Her sons also take part in the Black Rhinos basketball program, which provides them with an enjoyable sporting experience and opportunities for integration and positive social experiences.
Her boys are happy having something to do, and Mama Veronica is proud to see them off the streets.
Keeping busy as a family has brought them closer, and building a community that cares for each other, supports each other and provides each other with hope is exactly what the Ubuntu Empowering Mothers project aims to achieve.
“When they see me working, my family became so happy. They say ‘we were worried about you, but now we wake up and see you working and happy’ and that makes them happy too.”

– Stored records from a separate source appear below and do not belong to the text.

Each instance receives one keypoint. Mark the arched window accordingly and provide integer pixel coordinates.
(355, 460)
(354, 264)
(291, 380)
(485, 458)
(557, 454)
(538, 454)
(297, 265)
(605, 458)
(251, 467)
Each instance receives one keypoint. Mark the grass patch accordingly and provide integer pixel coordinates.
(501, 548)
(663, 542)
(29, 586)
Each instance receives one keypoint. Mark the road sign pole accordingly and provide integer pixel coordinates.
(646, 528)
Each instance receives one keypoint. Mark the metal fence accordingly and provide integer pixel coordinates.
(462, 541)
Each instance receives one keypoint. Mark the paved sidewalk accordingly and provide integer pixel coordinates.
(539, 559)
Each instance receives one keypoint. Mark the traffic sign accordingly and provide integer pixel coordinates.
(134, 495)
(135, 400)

The project is grounded in the African philosophy of Ubuntu, which emphasises the importance of connections and strong relationships between individuals, families and communities and is often described by the statement ‘I am because we are’.
The Ubuntu Empowering Mothers Project helps build the capacity of African-Australian mothers to use Ubuntu to strengthen family, community and societal relationships and to support young people to live fulfilling lives.
The project is also being delivered in Melbourne’s west by The Australian-African Foundation for Retention and Opportunity (AAFRO). Both Afri-Aus Care and AAFRO work in partnership with the University of Melbourne, who are evaluating the program’s impact.
The Empowering Mothers project received $516,000 in funding from the Victorian Government, with project partners also contributing $204,000.
Veronica continues to play an active role in welcoming and supporting other women to the project, providing each other with opportunities for work, volunteering and personal support.
For Veronica, community means you’re not alone.
“Community is about helping and encouraging one another and helping to give our kids a positive start in life.”